Mi mente salta inmediatamente de los esfuerzos de los colonos, su epopeya viajando al oeste, de los indios, dueños de todo que después quedaron con casi nada, y se concentra en la música: “I am just a poor boy though my story’s seldom told…” No puedo evitarlo: siempre que oigo esa canción me remonto a un recuerdo de esos que uno atesora. Pasó hace años, y como suele pasar con los recuerdos, probablemente ya tiene mucho de mito personal, en la medida en que con el tiempo y la distancia los recuerdos se van reconfigurando. Y es que uno, sin querer queriendo, les va borrando las aristas agudas, y recrea (en realidad, frecuentemente crea) detalles que les permitan acomodarse mejor en la memoria. Pero me alejo del punto. The Boxer me recuerda una vez que, en silencio, mi amiga María Beatriz y yo escuchábamos esa canción a todo volumen, sonando por los parlantes del Fiat 147 gris que manejaba yo a comienzos de los ochenta.
Mientras esperábamos al cambio a verde de la luz de un semáforo, la música sonaba duro, y yo, pegado al muro de sonido del final de la canción -cuando hacia el final de la coda estalla el sonido de las tubas enfatizando el fraseo del dúo, como si fueran los golpes que la vida le ha dado a ese boxeador, yo, totalmente diluido en la música, grité: “¡Esos chelos!”
Nunca supe que estaba pensado ella en ese momento, pero recuerdo que cuando volví en mí, sorprendido del desdoble por el que acababa de pasar, ella me miró y no dijo nada. Solo sonrió mirándome a los ojos. En ese momento entendí porque ella era mi amiga… y me enamoré. Años después, gracias a un mejor equipo de sonido, entendí que eran tubas, no chelos (y ahora leo en algunas ratoneras de internet que es un sintetizador... podría ser). También leí en alguna parte que ese sonido algunas de las líneas de coro se habían grabado en una iglesia en Nueva York, ¡y que el tambor que se golpéa durante el coro (lai-la-la-*pum*-lai-la-la) se grabó frente al foso abierto de un ascensor en el piso 12 de los estudios de Columbia Records.

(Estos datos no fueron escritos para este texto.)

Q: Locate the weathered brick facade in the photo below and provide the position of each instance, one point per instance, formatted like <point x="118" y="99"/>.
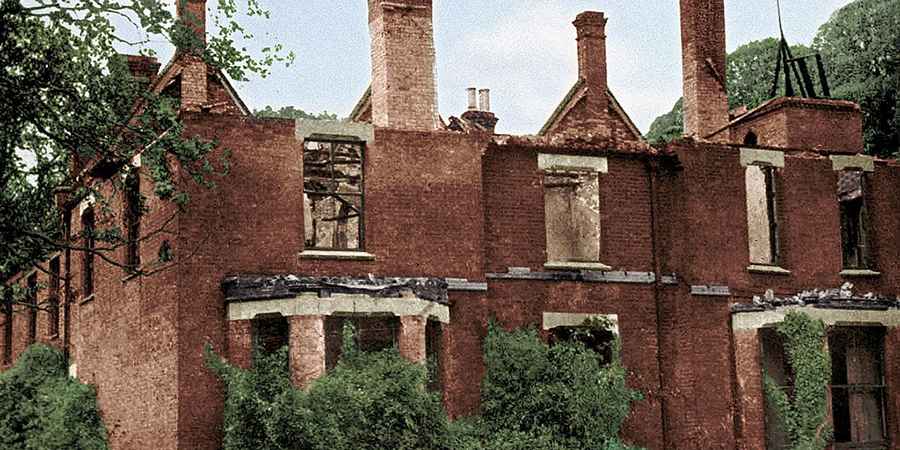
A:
<point x="455" y="233"/>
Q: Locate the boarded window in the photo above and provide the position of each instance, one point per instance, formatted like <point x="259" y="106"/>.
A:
<point x="598" y="340"/>
<point x="762" y="215"/>
<point x="857" y="386"/>
<point x="270" y="333"/>
<point x="433" y="340"/>
<point x="372" y="333"/>
<point x="32" y="306"/>
<point x="572" y="212"/>
<point x="333" y="195"/>
<point x="87" y="256"/>
<point x="854" y="231"/>
<point x="133" y="210"/>
<point x="53" y="299"/>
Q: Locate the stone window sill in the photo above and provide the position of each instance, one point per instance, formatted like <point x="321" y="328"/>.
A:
<point x="860" y="273"/>
<point x="576" y="265"/>
<point x="771" y="270"/>
<point x="340" y="255"/>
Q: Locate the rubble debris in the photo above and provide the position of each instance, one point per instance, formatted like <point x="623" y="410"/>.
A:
<point x="258" y="287"/>
<point x="835" y="298"/>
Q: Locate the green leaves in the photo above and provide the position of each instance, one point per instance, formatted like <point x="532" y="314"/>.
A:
<point x="534" y="393"/>
<point x="41" y="408"/>
<point x="803" y="413"/>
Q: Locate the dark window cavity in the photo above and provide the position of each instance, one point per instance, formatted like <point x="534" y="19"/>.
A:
<point x="87" y="255"/>
<point x="133" y="209"/>
<point x="333" y="194"/>
<point x="854" y="218"/>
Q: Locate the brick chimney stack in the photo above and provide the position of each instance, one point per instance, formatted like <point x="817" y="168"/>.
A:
<point x="403" y="67"/>
<point x="703" y="60"/>
<point x="591" y="29"/>
<point x="192" y="13"/>
<point x="194" y="93"/>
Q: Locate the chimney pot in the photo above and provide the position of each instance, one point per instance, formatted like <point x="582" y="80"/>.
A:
<point x="484" y="100"/>
<point x="473" y="99"/>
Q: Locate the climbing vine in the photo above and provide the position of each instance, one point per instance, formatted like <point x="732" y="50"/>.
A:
<point x="803" y="410"/>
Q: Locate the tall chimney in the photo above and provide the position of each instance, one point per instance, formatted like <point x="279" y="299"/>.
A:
<point x="192" y="13"/>
<point x="703" y="61"/>
<point x="403" y="71"/>
<point x="591" y="29"/>
<point x="484" y="100"/>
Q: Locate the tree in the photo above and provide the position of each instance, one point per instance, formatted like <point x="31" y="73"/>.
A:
<point x="861" y="43"/>
<point x="749" y="77"/>
<point x="289" y="112"/>
<point x="68" y="98"/>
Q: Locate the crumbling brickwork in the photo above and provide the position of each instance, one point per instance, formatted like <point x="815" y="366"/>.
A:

También aprendí que ella no me amaba, y después conocí otros amores. En su momento, y por un tiempo, no parecía posible, pero todo salió bien. Bien dice mi filósofo de cabecera que los recuerdos suelen ser tristes, “hijos como son del pasado”. Claro que he sentido eso, Maestro, y como usted, también he llorado cuando nadie me ve ¿Quién no? Pero hay algo más, amigo Serrat. Somos lo que somos gracias a lo que fuimos, así que celebro mi pasado con todos sus recuerdos, imperfectos, más que inexactos. Así las cosas, sigo disfrutando de la música, aquí, ahora, camino de Vancouver. Mi equipaje es mucho más que mi maleta: soy yo mismo, hecho de mis experiencias, que para mí son todas valiosísimas. Algo curioso es que siendo mucho más importante que la ropa que va en mi maleta, no tengo que pagar adicional por traer mis recuerdos (osea, a mí mismo) a bordo ¡Hay que ver como el sistema de valores está bien trastocado!
Supongo que todos evocamos recuerdos cuando vemos, oímos tocamos, olemos o degustamos algo que está conectado con nuestro pasado. Hoy celebro esa cualidad que nos hace únicos, en Bogotá, en Medellín, o en New Jersey; a 38,000 pies, ya sobre las rocallosas, o en Vancouver, o cuando vuelva a casa. En este momento están sirviendo el almuerzo, así que, con permiso, me retiro. Levanto mi copa y brindo, conteniendo un grito a lo “Esos Chelos”. Pero sí musito: por la vida, ¡a construir nuevos recuerdos cada día! ¡Salud! y me bajo una copa de vino de un tirón.